What, then, are we doing when we use physical action – Gd’s mitzvot – to refine our inner, spiritual being?  I think we can understand this on two levels.  On the more superficial level, our individuality – that is, our body and mind – are our primary reality, whatever intellectual understanding we may have to the contrary.  Our body is something we can control, and by choosing to act in accord with Gd’s mitzvot we do in fact train both our body and our mind to act and think in accord with Gd’s Will.

On a deeper level, perhaps we can say that when we fulfill the mitzvot, we are actually rearranging the entire physical realm (certainly our individual selves most profoundly, but our actions do ripple out and affect our environment) to better reflect the perfection and integration of the Creatior.  Since, ultimately, all levels of creation are nothing other than the internal dynamics of the Creator, our mitzvah performance is really a restructuring of those dynamics in a way that allows Gd’s light to penetrate more and more deeply into the “outermost” layers of expressed creation.  Maybe an example from modern life would be the transformation of photo-grey sunglasses from the tinted state, where light is blocked, to the clear state where it can shine through.  The same elements are there, only they have been restructured into a new configuration.  In traditional language, Gd’s Glory has become more manifest in creation, Gd’s Name has become sanctified.

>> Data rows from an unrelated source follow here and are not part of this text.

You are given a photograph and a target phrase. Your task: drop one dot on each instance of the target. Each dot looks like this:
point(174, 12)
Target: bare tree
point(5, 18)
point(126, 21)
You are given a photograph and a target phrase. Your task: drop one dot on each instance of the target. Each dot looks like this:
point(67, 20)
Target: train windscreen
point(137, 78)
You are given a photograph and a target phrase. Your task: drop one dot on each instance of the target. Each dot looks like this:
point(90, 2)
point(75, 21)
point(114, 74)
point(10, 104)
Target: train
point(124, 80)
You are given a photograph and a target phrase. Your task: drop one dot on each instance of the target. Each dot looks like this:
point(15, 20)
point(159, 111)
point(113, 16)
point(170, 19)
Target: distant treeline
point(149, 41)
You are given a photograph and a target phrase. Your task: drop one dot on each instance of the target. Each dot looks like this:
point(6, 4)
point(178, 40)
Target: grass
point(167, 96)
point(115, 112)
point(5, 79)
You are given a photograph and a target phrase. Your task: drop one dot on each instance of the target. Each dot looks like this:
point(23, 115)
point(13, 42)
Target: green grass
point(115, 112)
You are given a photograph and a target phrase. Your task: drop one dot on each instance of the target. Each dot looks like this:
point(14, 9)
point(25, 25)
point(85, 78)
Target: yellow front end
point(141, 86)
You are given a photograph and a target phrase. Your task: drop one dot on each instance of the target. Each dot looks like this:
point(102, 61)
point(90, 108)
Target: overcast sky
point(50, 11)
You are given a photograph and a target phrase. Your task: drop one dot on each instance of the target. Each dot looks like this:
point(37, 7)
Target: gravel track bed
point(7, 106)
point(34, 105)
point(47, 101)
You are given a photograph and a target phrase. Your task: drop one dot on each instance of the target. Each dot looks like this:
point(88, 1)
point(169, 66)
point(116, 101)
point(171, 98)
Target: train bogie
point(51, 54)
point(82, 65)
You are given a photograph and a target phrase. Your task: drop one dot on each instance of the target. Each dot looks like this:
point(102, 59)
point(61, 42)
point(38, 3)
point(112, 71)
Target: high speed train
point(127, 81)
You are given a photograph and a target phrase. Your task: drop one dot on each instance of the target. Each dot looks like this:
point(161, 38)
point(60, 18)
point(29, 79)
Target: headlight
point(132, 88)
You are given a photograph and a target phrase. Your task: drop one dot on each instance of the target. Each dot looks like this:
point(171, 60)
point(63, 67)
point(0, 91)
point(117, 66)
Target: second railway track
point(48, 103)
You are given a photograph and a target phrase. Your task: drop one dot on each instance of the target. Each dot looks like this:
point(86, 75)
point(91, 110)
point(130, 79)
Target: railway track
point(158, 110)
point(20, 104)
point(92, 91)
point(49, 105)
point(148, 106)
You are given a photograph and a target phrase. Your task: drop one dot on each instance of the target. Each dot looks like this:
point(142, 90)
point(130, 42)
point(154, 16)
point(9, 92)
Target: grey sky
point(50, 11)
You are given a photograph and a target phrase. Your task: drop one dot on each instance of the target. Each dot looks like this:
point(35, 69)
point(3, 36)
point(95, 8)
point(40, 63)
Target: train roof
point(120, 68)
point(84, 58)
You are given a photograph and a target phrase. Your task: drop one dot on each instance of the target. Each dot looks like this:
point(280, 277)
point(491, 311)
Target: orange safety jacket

The ultimate good in Jewish thought is the sanctification of Gd’s Name.  Under certain circumstances, we must give up our individual lives, if need be, for this goal.  Even more important for most of us, we need to live with dedication to the sanctification of Gd’s Name at every moment and with every action that we undertake.  It is a huge responsibility, but the reward is commensurate with the responsibility, and our Sages tell us, the Master of the work is faithful to pay it.

A Dear Son to Me

Essay 18: Self-Investigation (September 1991)

Next week’s parashah begins by telling us to establish “judges and officers in our gates.”  While the plain meaning of the verse is clear, the commentators note that there is a secondary meaning as well: our “gates” are our senses of perception (that let influences from the outside world in) and our organs of speech and action (that allow our internal state to influence the world around us).  We must constantly be judging our perception and action, to allow inputs that will nourish us and to filter out inputs that will be damaging (e.g. pornography, noxious philosophies…), and to make sure our actions are correct and in accord with Gd’s Will (i.e. nourishing to all levels of our environment).

In our essay, R. Steinsaltz points out that we are, unfortunately, not in a very good position to act as a judge on these matters, simply because we cannot be objective about ourselves.  The phenomenon of judging ourselves leniently, of finding excuses and rationalizations and extenuating circumstances for what we do, is well known and virtually inescapable.  The opposite phenomenon is also found – some people judge themselves more severely than they judge others, whether out of an inflated sense of self-worth, or adherence to some social or religious code of behavior.  In either case, without the benefit of objectivity, justice is not served.

R. Steinsaltz proposes one solution to this problem, and that is to obtain objectivity by enlisting the aid of an advisor, a friend, a confidant, who ill naturally see us from a different angle.  By combining perspectives, we may obtain some more rounded perception.  I would like to suggest another approach.  As long as our awareness is bound to our individuality, we certainly lack proper objectivity and have a parochial perspective.  If we can expand our awareness to infinite value, then we become, as it were, detached witnesses to all the activity associated with our individuality – mind, body, senses.  This detachment gives us true objectivity – our subjectivity, our Self, is not involved with the activity of our individual “self,” and we are therefore in a better position to judge and control that activity, and we can fulfill the commandment to judge “justly.”